On a class of groups of order $p^2q$ Let $|G|=p^2q$ with following conditions:


*

*Sylow-$p$ subgroup is normal and is $\langle x,y\rangle \cong \mathbb{Z}_p\times \mathbb{Z}_p$.

*Sylow-$q$ subgroup is $\langle z\rangle$, and is not normal.

*No subgroup of order $p$ is normal in $G$.
Question: How many isomorphism types of such groups are? 
For $p=2$ and $q=3$, we know that there is such a group isomorphic to $A_4$.

While giving classification of groups of order $p^2q$ in a different way, I stuck at this case.
 A: By Sylow theorem, there is only $1$ Sylow $p$-subgroup which is $\Bbb{Z}_p\times \Bbb{Z}_p$. 
And by Sylow theorem again, the number of Sylow $q$-subgroup $n_q|1,\:p,\:p^2$, and $n_q\equiv1\mod q$. 


*

*If $n_q=1$, then there is only one Sylow $q$-subgroup which is normal. So this is impossible.
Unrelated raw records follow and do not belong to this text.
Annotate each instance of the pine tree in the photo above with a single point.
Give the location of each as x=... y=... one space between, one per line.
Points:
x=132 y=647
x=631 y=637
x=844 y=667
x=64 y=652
*If $n_q=p$, then there are $p$ Sylow $q$-subgroup and $1$ Sylow $p$-subgroup. So there are at most $p(q-1)+p^2$ elements. But since
$$p^2q-(p(q-1)+p^2)=p(q-1)(p-1)>0$$
total elements are less than $p^2q$, which is impossible. 
So only possibility is $n_q=p^2$, and there are $p^2$ Sylow $q$-subgroup and $1$ Sylow $p$-subgroup of $\Bbb{Z}_p\times \Bbb{Z}_p$ that is normal. Since there are more than one Sylow $p$-subgroup, $G$ is non-abelian. We prove that it is the only isomorphism type of $G$.
Suppose $\:H=\Bbb{Z}_p\times \Bbb{Z}_p=\{h:h^p=1,\:h\in H\}$ and $K=\Bbb{Z}_q=\{k:k^q=1\}$. Clearly $K$ is cyclic. Since $H\vartriangleleft G, \:kHk^{-1}=H, \:\forall k\in K$. Any conjugate mapping $\{khk^{−1}=h_1,h,h_1∈H, k\in K\}$ can be made isomorphic by inner automorphism as $\{\phi:\:\phi(x)=g^{-1}xg,\:x\in G,\:g\in G, \: g\ne 1, \:g\notin Z(G)\}$ for the same center.
Since isomorphism keeps center of group invariant, the number of isomorphism types depends on the number of center of $G$. Since $Z(G)\vartriangleleft G$ and $|Z(G)|\mid|G|$, $|Z(G)|=1,q,p,p^2$. By given condition, $|Z(G)|\ne p$. If $|Z(G)|=p^2$, then $|G/Z(G)|=q$. So $G/Z(G)$ is cyclic and $G$ is abelian, which is contradiction. $|Z(G)|=q$ is also impossible for none of Sylow $q$-subgroups is normal. So $|Z(G)|=1$. 
So there is only one isomorphism type for $G$ with $p^2$ Sylow $q$-subgroup and $1$ Sylow $p$-subgroup of $\Bbb{Z}_p\times \Bbb{Z}_p$.